Il vero educatore, dunque, partecipa alla vita dei giovani, si interessa ai loro problemi, cerca di rendersi conto di come essi vedono le cose, prende parte alle loro attività sportive e culturali, alle loro conversazioni; come amico maturo e responsabile, prospetta itinerari e mete di bene, è pronto a intervenire per chiarire problemi, per indicare criteri, per correggere con prudenza e amorevole fermezza valutazioni e comportamenti biasimevoli. In questo clima di "presenza pedagogica" l'educatore non è considerato un "superiore", ma un "padre, fratello e amico".

In tale prospettiva vengono privilegiate anzitutto le relazioni personali. Don Bosco ama usare il termine "familiarità" per definire il rapporto corretto tra educatori e giovani. La lunga esperienza lo ha convinto che senza familiarità non si può dimostrare l'amore, e senza tale dimostrazione non può nascere quella confidenza, che è condizione indispensabile per la riuscita dell'azione educativa. Il quadro delle finalità da raggiungere, il programma, gli orientamenti metodologici acquistano concretezza ed efficacia, se improntati a schietto , cioè se vissuti in ambienti sereni, gioiosi, stimolanti.

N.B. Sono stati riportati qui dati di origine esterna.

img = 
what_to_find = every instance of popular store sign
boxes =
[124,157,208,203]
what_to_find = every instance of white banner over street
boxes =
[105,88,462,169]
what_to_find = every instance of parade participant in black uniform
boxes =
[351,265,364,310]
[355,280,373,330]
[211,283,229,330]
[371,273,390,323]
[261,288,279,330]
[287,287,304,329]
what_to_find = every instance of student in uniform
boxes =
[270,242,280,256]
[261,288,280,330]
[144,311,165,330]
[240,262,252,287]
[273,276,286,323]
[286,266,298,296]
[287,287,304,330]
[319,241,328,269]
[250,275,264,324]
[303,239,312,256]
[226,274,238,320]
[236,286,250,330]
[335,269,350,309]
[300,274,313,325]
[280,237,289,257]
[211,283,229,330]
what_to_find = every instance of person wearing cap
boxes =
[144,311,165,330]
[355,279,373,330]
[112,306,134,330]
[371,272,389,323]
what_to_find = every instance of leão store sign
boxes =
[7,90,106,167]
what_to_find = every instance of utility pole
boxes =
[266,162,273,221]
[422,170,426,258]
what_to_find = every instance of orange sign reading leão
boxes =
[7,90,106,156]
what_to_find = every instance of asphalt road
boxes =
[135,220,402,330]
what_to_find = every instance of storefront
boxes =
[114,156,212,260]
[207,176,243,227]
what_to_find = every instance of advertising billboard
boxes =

A questo proposito va almeno ricordato l'ampio spazio e dignità dati dal Santo al momento ricreativo, allo sport, alla musica, al teatro o - come egli amava dire - al cortile. E lì, nella spontaneità ed allegria dei rapporti, che l'educatore sagace coglie modi di intervento, tanto lievi nelle espressioni, quanto efficaci per la continuità e il clima di amicizia in cui si realizzano. L'incontro, per essere educativo, richiede un continuo ed approfondito interesse che porti a conoscere i singoli personalmente ed insieme le componenti di quella condizione culturale che è loro comune.

Si tratta di un'attenzione intelligente e amorosa alle aspirazioni, ai giudizi di valore, ai condizionamenti, alle situazioni di vita, ai modelli ambientali, alle tensioni, rivendicazioni, proposte collettive. Si tratta di percepire l'urgenza della formazione della coscienza, del senso familiare, sociale e politico, della maturazione nell'amore e nella visione cristiana della sessualità, della capacità critica e della giusta duttilità nell'evolversi dell'età e della mentalità, avendo sempre ben chiaro che la giovinezza non è solo un momento di transito, ma un tempo reale di grazia per la costruzione della personalità.
Anche oggi, pur in un mutato contesto culturale e con giovani di religione anche non cristiana, questa caratteristica costituisce una fra le tante istanze valide e originali della pedagogia di Don Bosco.